Und es eint uns der Wille, dafür einzutreten, dass solche Selbstüberschätzungen, Egoismen, Ausgrenzungen und solche Gewalt nie wieder unter uns mächtig werden.

Ich möchte schließen mit einem bald 3 Jahrtausende alten jüdischen Gebet, mit einem Ausschnitt aus Ps 22, in der Übertragung von Martin Buber:

Ich bin hingeschüttet wie Wasser,
trennen wollen sich all meine Knochen,
mein Herz ist geworden wie Wachs,
in meinen Eingeweiden zerflossen,
meine Kraft ist dürr wie ein Scherben,
an meinen Schlund geklebt meine Zunge.

Du rückst mich ja in den Staub des Todes!
Hunde haben mich ja umringt,
umkreist mich eine Rotte von Bösgesinnten,
sie fesseln mir Hände und Füße,
zählen kann ich all meine Knochen.
Jene blicken herzu, sie besehn mich,
sie teilen unter sich meine Kleider,
über mein Gewand lassen sie fallen das Los.

Oh DU,
nimmer bleibe fern!
du mein Wesensstand,
zu meiner Hilfe eile!
Rette meine Seele vorm Schwert,
meine Einzige vor der Tatze des Hundes,
befreie mich aus dem Maul des Löwen, -
wider Wisenthörner gibst du mir Antwort!

Ich will von deinem Namen meinen Brüdern erzählen,
inmitten der Versammlung will ich dich preisen.


Programm:

Musikstück: Mike Schweizer, Saxofon (2-3 min)

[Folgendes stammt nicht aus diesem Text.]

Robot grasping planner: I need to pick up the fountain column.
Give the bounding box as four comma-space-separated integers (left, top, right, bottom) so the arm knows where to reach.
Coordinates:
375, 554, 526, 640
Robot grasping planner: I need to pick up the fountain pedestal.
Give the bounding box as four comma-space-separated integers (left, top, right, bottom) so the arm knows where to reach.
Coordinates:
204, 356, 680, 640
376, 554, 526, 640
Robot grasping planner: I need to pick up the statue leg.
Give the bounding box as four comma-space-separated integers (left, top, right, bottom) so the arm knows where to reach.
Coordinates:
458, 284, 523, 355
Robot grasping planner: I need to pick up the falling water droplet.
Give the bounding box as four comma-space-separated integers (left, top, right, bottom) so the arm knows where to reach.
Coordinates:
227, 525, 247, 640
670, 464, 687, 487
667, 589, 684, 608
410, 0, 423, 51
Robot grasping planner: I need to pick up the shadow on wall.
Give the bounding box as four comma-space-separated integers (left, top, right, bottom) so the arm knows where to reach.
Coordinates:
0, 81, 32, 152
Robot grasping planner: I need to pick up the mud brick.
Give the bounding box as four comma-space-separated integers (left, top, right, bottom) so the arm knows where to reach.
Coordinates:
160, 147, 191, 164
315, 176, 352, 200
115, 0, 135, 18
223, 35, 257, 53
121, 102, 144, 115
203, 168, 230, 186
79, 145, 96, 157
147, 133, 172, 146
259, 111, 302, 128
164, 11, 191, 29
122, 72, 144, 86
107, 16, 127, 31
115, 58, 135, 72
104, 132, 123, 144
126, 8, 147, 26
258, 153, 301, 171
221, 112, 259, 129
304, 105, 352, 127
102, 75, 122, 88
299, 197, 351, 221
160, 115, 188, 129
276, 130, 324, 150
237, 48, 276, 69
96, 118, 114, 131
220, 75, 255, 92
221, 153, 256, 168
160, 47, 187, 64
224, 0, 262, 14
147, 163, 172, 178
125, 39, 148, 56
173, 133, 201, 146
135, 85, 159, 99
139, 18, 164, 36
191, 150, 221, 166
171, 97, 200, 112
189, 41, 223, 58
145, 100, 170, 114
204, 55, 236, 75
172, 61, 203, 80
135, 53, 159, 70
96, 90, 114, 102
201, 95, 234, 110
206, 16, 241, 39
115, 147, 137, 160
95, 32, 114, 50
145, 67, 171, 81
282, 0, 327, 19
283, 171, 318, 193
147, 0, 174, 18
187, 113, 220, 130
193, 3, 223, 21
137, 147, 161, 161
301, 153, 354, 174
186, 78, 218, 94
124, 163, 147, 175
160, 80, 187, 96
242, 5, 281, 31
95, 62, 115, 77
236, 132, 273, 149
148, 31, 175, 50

Grußwort der Stadt Freiburg: Oberbürgermeister Martin W. W. Horn (5 min)

Kaddisch
N.N., Egalitäre Chawurah Gescher (2 min)
Daniel Schönberger, Gastredner, Israelitische Gemeinde (5 min)
N.N., Chabad Lubawitsch (3 min)
N.N., Egalitäre Chawurah Gescher (3 min)

Musikstück: Mike Schweizer, Saxofon (2-3 min)

Politische Vertretung: Erika Weisser, VVN-BdA (3-5 min)

Rezitation aus dem Buch von Lotte Paepcke „Ein kleiner Händler, der mein Vater war“:
Dr. Gertrud Rapp (3 min)

Für die Kirchen: Pfr. Gerhard Ruisch, Alt-Katholische Kirche (5 min)

El Male Rachamim:
Kantor Moshe Hayoun, Israelitische Gemeinde (3 min)

Musikstück: Mike Schweizer, Saxofon (2-3 min)

Moderation: Pfarrer Michael Philippi

Bei der Gedenkfeier ist das Tragen eines Mund-Nasen-Schutzes erforderlich!